DESCRIPTION (provided by applicant): Efforts to eradicate malaria will depend on having effective therapies that can eliminate Plasmodium vivax. At present the only licensed antimalarial that can accomplish the elimination of the latent form of the parasite, the hypnozoites, is primaquine, which has liabilities in terms of likely widespread parasite resistance or tolerance, and toxicity to individuals with glucose 6 phosphate deficiency. There is also currently no licensed vaccine for P. vivax malaria. Efforts to study the mechanisms of drug resistance in P. vivax, to develop novel drugs or to discover new vaccine antigens are complicated by the fact that the parasite cannot be easily cultured, making it difficult to phenotype parasites, characterize genes or test hypotheses using molecular methods such as allelic exchange or transient transfection. Because of these difficulties genome-dependent methods offer one of the most efficient ways to determine what genes are doing, when they may be active in the parasite, how they are regulated, which genes may be interacting with the immune system, and which are under selective pressure from the host immune system or from drugs. As has been shown in P. falciparum descriptions of when genes are transcribed, and whether or not they are amplified or variable provides a foundation for a variety of drug and vaccine discovery research projects. For example copy number variants may be detected within the genome and genes whose activity levels are regulated by dosage compensation may prove to be interesting novel drug targets. Genes which are highly transcribed in the salivary gland sporozoite and which exhibit signatures of immune selection, such as CelTos, may encode new candidate antigens for preerythrocytic vaccines. This is an exploratory project that seeks to test the hypothesis that the same genome-dependent methods that have been used successfully with cultured P. falciparum can be used on P. vivax parasites that have been obtained directly from infected patients. If successful the work will establish a molecular toolbox that can be used by researchers working on field isolates of P. vivax and provide baseline transcription and variability data that may be useful to those making decisions about vaccine candidates, studying populations, relapse rates or the spread of drug resistance. The work will also provide reagents and bioinformatic resources that can be used by others studying P. vivax.

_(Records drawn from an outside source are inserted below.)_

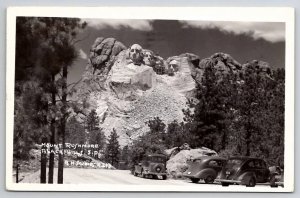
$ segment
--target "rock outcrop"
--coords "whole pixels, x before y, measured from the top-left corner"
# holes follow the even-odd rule
[[[97,44],[99,41],[100,44]],[[153,52],[150,53],[153,57],[149,57],[148,62],[137,63],[132,57],[139,57],[140,54],[129,55],[132,49],[124,47],[118,48],[109,56],[108,53],[103,55],[105,50],[101,50],[100,46],[106,46],[101,45],[104,41],[106,39],[97,39],[93,49],[97,48],[101,52],[99,56],[106,57],[107,62],[101,63],[99,67],[98,62],[94,65],[90,61],[77,96],[79,100],[86,101],[90,109],[96,109],[101,120],[100,127],[105,134],[109,136],[115,129],[121,146],[124,146],[147,133],[149,128],[146,122],[154,117],[160,117],[166,124],[174,120],[182,121],[182,109],[187,108],[186,96],[195,87],[187,58],[177,58],[180,65],[174,76],[160,75],[155,69],[165,69],[167,63],[161,57],[153,55]],[[121,49],[124,50],[120,51]],[[143,58],[147,51],[150,52],[142,49]],[[94,55],[92,54],[91,59],[98,60]],[[95,68],[96,71],[93,72]]]
[[[247,68],[270,73],[265,62],[241,65],[225,53],[202,60],[185,53],[164,60],[138,44],[127,49],[114,38],[100,37],[91,48],[77,97],[88,104],[86,111],[96,109],[105,134],[109,136],[115,129],[121,146],[125,146],[147,133],[146,122],[154,117],[165,124],[183,121],[182,109],[188,108],[187,101],[194,97],[196,84],[201,84],[207,67],[215,68],[220,76]]]
[[[197,149],[183,149],[178,152],[176,155],[171,156],[167,161],[167,172],[174,178],[182,177],[182,173],[187,170],[189,160],[201,156],[214,156],[218,155],[217,152],[202,147]]]
[[[114,62],[114,58],[126,46],[114,38],[99,37],[95,40],[90,50],[90,63],[102,74],[107,74]]]

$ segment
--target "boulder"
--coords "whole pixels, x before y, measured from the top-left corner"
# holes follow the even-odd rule
[[[269,63],[264,61],[253,60],[251,62],[242,65],[242,72],[245,73],[246,70],[251,72],[256,72],[257,74],[272,76],[272,69]]]
[[[190,150],[181,150],[167,161],[167,172],[174,178],[182,177],[182,173],[187,170],[189,160],[201,156],[214,156],[218,155],[214,150],[202,147]]]
[[[90,50],[90,63],[101,73],[107,74],[114,62],[114,58],[127,47],[114,38],[99,37],[95,40]]]

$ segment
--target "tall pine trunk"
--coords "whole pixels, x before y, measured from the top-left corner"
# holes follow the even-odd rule
[[[67,119],[67,78],[68,78],[68,66],[63,67],[63,83],[62,83],[62,120],[61,120],[61,140],[62,140],[62,152],[59,152],[58,158],[58,175],[57,183],[63,184],[64,181],[64,151],[65,151],[65,134],[66,134],[66,119]]]
[[[51,81],[54,86],[54,81],[55,81],[55,76],[51,76]],[[55,89],[54,87],[52,88],[52,93],[51,93],[51,100],[52,100],[52,106],[56,105],[56,94],[55,94]],[[50,138],[50,144],[52,147],[50,147],[50,157],[49,157],[49,172],[48,172],[48,183],[53,184],[53,173],[54,173],[54,144],[55,144],[55,118],[51,119],[51,124],[50,124],[50,131],[51,131],[51,138]]]

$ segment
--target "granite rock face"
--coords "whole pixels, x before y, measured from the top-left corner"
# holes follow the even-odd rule
[[[163,59],[138,44],[127,49],[114,38],[100,37],[91,47],[76,97],[87,104],[86,114],[96,110],[105,135],[115,129],[120,145],[125,146],[147,133],[146,122],[154,117],[165,124],[183,121],[182,109],[188,108],[207,67],[215,68],[220,76],[247,69],[271,75],[269,65],[262,61],[241,65],[225,53],[202,60],[191,53]]]

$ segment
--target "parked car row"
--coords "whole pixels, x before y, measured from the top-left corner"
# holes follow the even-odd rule
[[[135,176],[143,178],[166,179],[167,158],[161,154],[147,155],[134,166]],[[220,183],[222,186],[232,184],[254,187],[257,183],[269,184],[271,187],[283,186],[283,171],[270,170],[266,162],[253,157],[203,156],[188,162],[188,169],[183,173],[193,183],[204,180],[205,183]]]

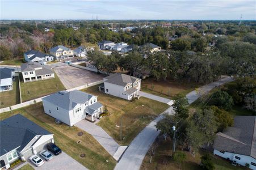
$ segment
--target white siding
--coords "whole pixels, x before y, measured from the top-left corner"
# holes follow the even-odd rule
[[[246,163],[248,163],[250,164],[250,169],[256,170],[256,166],[251,165],[251,162],[253,162],[256,164],[256,159],[251,156],[247,156],[247,155],[240,155],[240,154],[234,154],[234,153],[230,153],[230,152],[225,152],[223,154],[216,150],[214,150],[213,154],[217,155],[220,156],[225,159],[229,159],[231,161],[235,160],[235,161],[236,161],[237,163],[238,163],[241,165],[243,165],[243,166],[245,166],[245,164]],[[240,160],[235,158],[236,156],[240,158]]]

描述（由申请人提供）：消除疟疾的努力将取决于具有可以消除疟原虫的有效疗法。目前，唯一可以消除寄生虫的潜在形式的抗疟药是催眠剂，是primaquine，其在可能广泛的寄生虫耐药性或耐受性方面具有责任，并且对患有葡萄糖6磷酸6磷酸盐缺乏症的个体具有毒性。目前还没有用于疟原虫疟疾的许可疫苗。研究寄生虫不能轻易培养，使寄生虫不容易培养，从而使表型寄生虫，表征基因或使用分子方法（例如ASELELIC EXPRANIT或瞬时转染）难以表征基因或测试假设，从而使研究耐药药的机制，开发新药物或发现新的疫苗抗原的努力变得复杂。由于这些困难，基因组依赖性方法提供了确定基因在做什么的最有效方法之一，何时可能活跃在寄生虫中，它们的调节方式，哪些基因可能与免疫系统相互作用，哪些基因可能在宿主免疫系统或药物中选择性压力。如恶性疟原虫的描述所示，何时转录基因，以及它们是否被放大或变量为各种药物和疫苗发现研究项目提供了基础。例如，可以在基因组和活性水平受剂量补偿调节的基因中检测到拷贝数变异，这可能被证明是有趣的新型药物靶标。在唾液腺孢子岩中高度转录并表现出免疫选择的特征的基因（例如凯尔特斯）可能会用新的候选抗原编码用于前疫苗前疫苗的新候选抗原。这是一个探索性项目，试图检验以下假设：与培养的恶性疟原虫成功使用的相同基因组依赖性方法可以用于直接从感染患者那里获得的静脉寄生虫。如果成功的话，该工作将建立一个分子工具箱，该工具箱可以由在拟南芥的现场分离株中使用，并提供基线转录和可变性数据，这些数据可能对那些对候选疫苗的决策，研究人群，复发率或耐药性的扩散可能有用。这项工作还将提供其他研究P. vivax可以使用的试剂和生物信息学资源。